Promotion to Associate Professor

I am thrilled that yesterday the Regents of the University of Michigan promoted me to Associate Professor with tenure, effective September 1. It feels like yesterday that I arrived in my faculty office for the first time, and yet it also feels long ago. I appreciate so much the support of my colleagues and mentors. I also would not be here without my outstanding, curious, enthusiastic, and hard-working graduate students — they are incredible. Here is the letter that my dean sent to the provost to recommend me for promotion. I am looking forward to the next phase!

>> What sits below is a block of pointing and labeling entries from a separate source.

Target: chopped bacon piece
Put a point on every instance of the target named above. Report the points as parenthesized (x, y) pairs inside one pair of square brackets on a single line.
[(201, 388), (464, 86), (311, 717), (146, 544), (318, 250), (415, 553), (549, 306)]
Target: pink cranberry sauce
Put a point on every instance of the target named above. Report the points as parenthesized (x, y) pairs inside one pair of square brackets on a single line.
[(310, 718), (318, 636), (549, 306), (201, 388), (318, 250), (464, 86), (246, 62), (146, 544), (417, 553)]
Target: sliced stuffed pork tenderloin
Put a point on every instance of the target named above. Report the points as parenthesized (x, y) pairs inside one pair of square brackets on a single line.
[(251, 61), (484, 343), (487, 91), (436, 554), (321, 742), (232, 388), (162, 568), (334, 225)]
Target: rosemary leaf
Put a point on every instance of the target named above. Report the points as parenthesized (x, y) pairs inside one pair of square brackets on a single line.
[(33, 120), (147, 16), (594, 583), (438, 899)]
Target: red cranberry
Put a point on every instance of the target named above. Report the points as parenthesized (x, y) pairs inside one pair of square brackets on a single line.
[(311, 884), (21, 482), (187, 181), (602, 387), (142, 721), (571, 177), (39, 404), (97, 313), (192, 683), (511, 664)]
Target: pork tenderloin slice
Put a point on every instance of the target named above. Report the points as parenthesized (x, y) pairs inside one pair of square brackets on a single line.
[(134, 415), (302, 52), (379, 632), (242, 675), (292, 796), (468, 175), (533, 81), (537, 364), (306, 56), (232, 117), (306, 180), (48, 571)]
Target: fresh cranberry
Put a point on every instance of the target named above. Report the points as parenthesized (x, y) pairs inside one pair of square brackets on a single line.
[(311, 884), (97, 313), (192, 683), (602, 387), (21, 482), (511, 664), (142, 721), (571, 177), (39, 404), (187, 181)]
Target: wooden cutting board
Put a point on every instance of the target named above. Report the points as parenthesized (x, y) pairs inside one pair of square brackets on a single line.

Congratulations Dejiao and David!

SPADA lab is so proud of Dr. Dejiao Zhang and Dr. David Hong. They both successfully defended their PhD dissertations this spring. Dejiao is going to Amazon Web Services next, and David is going to a postdoc at the University of Pennsylvania. We expect you both to go off and do great things! Congratulations!

NSF CAREER Award

I am honored to have received the NSF CAREER award for a proposal on optimization methods and theory for the joint formulation of dimension reduction and clustering. You can read about the award here in the UM press release and also here on the NSF website. Dimension reduction and clustering are arguably the two most critical problems in unsupervised machine learning; they are used universally for data exploration and understanding. Often dimension reduction is used before clustering (or vice versa) to lend tractability to the modeling algorithm. It’s more typical in real data to see clusters each with their own low-dimensional structure, and so a joint formulation is of great interest. I look forward to working toward this end in the next stage of my career.

Army Young Investigator

I am very excited that my project “Mathematics for Learning Nonlinear Generalizations of Subspace Models in High Dimensions” has won the Army Young Investigator award! Subspace models are widely used due to simplicity and ease of analysis. However, while these linear models are very powerful in many high-dimensional data contexts, they also often miss out on important nonlinearities in real data. This project aims to extend recent advances in signal processing to the single-index model and the nonlinear variety model. Read the department’s announcement here.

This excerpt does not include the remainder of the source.